Есть много опасений, что ВТО является подходящим форумом для обсуждения цифровой торговли. Многие НПО принципиально отвергают роль ВТО в управлении Интернетом.
(6) Цифровая экономика полна потенциальных конфликтов. На цифровом саммите ЕС в Таллине в сентябре 2017 г. подчёркнуто, что одним из ключевых вопросов является налогообложение, другой –антимонопольное законодательство. И новые проблемы возникнут с ИВ и ИИ.
(7) Цифровые министры G7 в Торино в сентябре 2017 г. приняли документ, в котором подчёркивается интерес правительств к углублению сотрудничества практически по всем аспектам цифровой экономики. Но пока G7 произвёл больше слов, чем дел. До сих пор не ясно, как будет организован предлагаемый «многосторонний диалог G7 по ИИ» под председательством Канады G7.
(8) Как было сказано выше, большая дискуссия о переходе функций IANA закончена. Но это не значит, что на техническом уровне Интернета больше нет противоречий. В частности, нельзя исключать, что некоторые группы заинтересованы в политизации технических дебатов, оспаривании философии «грубого консенсуса и действующего Кодекса» и использовании технологий для отстаивания национальных политических или экономических интересов.
В связи с этим возникают вопросы, например, как будет определено следующее поколение интернет-протоколов? Как насчёт новой системы идентификаторов Интернета, которая будет дополнять (или заменять?) существующие системы, такие как DNS?

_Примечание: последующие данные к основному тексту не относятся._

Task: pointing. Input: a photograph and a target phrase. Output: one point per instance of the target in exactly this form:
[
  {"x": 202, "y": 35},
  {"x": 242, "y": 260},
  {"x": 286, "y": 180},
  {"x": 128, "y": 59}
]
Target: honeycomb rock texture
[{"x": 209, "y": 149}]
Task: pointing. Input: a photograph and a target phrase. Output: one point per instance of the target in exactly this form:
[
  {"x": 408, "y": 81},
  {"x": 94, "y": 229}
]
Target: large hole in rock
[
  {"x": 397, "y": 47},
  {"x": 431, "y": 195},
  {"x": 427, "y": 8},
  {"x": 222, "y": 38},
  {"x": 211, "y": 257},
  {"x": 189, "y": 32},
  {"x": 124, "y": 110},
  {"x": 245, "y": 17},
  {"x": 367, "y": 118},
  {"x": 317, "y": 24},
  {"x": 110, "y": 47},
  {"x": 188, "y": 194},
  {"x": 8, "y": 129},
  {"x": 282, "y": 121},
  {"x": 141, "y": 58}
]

Что означает российское заявление о том, что у неё будет своя корневая серверная система до августа 2018 г.? Каковы последствия решения ФКС об отмене сетевой нейтральности в США? Укрепит ли 2018 год концепцию «один мир и один Интернет»? Перейдём ли мы к сценарию «федеративного Интернета», как уже много лет назад предложил Илай Ноам (Eli Noam) из Колумбийского университета? Или 2018 увидит первые шаги к фрагментации Интернета?
(9) Этот и другие длинные списки вопросов будут обсуждаться на десятках конференций в 2018 году. Будет ещё множество научных, технических и деловых встреч каждый месяц практически в каждом уголке земного шара. Это «управление Интернетом круглосуточно».
Иметь такой широкий диалог по вопросам Интернета – это хорошо. Проблема заключается в том, что большинство мероприятий являются весьма специализированными и для определённых групп. Они не смотрят шире своей узкой повестки. И это проблема.